Consequently, the unit cost of equipment Allied forces desperately need is inflated, much of it obsolete before it is even fielded and/or because innovation and technological advancement have been ‘de-prioritised’. This has led to procurement disasters, Britain’s Ajax armoured infantry fighting vehicle, a platform that has had so many systems put on it looks more like a Christmas tree than an armoured vehicle. 

The Ukraine War has demonstrated the folly of emaciating Europe’s defence industrial base.  The Defence Production Action Plan is not yet a Shadow Plan and is not to be yet another of those ‘wizard wheezes’ announced with much NATO fanfare only to be lost in the vacuum of political irresolution it will need to be pushed through. It will also need to forge new partnerships across the entirety of a radically reconceived European security and defence supply chain that includes the Alliance, EU, governments, prime contractors, defence sub-contractors, systems-developers and providers who have thus far had little or nothing to do with defence.

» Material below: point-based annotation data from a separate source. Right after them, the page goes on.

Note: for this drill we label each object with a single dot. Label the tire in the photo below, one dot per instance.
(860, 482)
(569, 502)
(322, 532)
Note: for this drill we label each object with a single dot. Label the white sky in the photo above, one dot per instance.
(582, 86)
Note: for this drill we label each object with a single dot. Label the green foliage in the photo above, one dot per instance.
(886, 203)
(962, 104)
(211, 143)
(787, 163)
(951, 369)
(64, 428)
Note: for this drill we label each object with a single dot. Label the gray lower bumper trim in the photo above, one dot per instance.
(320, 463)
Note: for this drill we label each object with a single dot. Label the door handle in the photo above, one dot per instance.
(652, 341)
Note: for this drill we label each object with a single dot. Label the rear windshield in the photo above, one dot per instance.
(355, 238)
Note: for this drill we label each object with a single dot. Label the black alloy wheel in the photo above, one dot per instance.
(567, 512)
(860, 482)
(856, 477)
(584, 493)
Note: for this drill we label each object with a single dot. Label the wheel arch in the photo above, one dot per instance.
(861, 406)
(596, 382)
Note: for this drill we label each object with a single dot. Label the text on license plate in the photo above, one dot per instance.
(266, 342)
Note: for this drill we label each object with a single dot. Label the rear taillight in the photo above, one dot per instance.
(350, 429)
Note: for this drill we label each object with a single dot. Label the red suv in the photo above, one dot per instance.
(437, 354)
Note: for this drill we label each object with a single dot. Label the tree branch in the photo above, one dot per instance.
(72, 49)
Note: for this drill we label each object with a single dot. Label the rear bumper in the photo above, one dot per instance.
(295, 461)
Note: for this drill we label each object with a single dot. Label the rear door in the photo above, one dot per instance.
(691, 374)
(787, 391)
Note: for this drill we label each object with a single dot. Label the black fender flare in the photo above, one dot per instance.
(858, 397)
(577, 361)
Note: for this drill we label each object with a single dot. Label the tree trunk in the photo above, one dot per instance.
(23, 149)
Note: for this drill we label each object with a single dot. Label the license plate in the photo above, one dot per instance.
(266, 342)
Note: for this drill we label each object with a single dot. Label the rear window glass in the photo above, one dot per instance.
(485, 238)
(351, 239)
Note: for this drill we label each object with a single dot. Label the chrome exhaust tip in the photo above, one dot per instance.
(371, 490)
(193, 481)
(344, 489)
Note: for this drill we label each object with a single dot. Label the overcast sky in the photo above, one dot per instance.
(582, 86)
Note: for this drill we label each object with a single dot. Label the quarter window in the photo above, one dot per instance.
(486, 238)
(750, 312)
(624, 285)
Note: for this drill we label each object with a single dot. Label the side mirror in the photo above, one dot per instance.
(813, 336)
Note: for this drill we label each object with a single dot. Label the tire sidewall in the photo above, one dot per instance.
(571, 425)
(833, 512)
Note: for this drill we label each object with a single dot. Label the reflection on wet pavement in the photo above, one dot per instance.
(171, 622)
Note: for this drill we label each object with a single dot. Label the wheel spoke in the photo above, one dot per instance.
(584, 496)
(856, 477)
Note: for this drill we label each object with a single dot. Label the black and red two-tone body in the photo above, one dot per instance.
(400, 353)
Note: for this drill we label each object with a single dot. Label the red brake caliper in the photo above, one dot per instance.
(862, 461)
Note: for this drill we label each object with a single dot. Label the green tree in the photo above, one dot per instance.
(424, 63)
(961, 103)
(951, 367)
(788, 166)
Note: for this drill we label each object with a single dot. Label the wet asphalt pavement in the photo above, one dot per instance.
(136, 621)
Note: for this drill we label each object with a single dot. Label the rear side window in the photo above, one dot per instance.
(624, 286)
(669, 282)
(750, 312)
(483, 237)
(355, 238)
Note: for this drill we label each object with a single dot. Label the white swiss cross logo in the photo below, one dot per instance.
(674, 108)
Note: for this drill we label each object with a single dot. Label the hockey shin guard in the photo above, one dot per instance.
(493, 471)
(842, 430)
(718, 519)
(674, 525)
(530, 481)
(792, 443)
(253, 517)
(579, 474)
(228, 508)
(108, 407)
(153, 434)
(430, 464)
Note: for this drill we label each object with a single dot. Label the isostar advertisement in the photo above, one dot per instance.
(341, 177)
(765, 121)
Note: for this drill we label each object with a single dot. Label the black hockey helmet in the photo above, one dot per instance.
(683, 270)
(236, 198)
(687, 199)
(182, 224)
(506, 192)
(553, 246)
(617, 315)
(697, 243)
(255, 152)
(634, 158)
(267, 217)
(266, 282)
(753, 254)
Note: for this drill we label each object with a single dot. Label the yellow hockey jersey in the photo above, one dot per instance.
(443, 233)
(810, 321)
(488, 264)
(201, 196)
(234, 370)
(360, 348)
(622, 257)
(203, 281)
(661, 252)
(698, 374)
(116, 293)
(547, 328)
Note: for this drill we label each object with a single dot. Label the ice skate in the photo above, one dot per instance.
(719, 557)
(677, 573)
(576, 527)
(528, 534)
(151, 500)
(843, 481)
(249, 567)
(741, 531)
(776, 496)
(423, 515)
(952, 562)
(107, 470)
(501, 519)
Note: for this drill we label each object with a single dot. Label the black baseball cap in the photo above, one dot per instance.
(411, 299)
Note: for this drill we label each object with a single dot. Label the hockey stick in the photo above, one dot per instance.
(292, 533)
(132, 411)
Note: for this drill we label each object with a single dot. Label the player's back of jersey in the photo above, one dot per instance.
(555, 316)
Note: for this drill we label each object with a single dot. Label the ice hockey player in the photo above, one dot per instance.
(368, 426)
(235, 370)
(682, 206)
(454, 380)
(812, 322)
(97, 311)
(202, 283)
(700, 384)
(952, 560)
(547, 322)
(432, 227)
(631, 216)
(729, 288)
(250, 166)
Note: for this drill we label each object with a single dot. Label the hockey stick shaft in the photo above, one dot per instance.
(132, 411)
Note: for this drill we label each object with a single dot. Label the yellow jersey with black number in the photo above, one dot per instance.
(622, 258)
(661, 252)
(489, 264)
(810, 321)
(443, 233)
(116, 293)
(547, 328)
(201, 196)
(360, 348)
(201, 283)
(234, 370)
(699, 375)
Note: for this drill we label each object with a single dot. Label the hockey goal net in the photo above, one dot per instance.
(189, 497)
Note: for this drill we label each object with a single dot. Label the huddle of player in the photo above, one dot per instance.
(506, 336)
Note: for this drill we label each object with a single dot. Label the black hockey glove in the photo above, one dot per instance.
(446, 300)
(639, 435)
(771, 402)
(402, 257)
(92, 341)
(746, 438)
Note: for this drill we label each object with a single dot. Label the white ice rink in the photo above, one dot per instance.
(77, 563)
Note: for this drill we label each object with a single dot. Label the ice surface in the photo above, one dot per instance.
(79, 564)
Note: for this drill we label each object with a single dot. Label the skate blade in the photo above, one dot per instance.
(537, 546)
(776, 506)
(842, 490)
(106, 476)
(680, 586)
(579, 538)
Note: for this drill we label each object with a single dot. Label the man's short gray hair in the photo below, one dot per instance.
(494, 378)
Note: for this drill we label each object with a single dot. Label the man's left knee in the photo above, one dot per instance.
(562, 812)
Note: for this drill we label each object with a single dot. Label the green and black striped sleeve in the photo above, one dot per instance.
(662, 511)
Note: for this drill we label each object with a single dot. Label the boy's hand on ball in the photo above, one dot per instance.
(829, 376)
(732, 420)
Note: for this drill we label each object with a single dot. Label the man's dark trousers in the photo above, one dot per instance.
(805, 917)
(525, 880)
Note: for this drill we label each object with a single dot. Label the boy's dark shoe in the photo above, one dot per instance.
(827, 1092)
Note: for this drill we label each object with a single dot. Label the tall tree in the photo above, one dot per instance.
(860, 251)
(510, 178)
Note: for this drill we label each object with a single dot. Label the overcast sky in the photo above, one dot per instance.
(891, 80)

The Shadow Plan is the great unsung hero of the British war effort between 1935 and 1945. Without the Plan Britain would have been defeated in 1940.  The Alliance may not be AT war but is certainly engaged IN war and, like Britain in 1935, it most certainly is engaged in a systemic struggle, even if many leaders are in denial whatever the rhetoric. Such struggles are not won by fine words, lofty summits and well-written communiqués crafted to meet the political need of the moment.  They are won by the sustained, systemic, and considered application of resources, technologies, equipment and forces over time and space. 

One final thought: if NATO does not learn and apply such lessons from the past the Chinese and Russians will.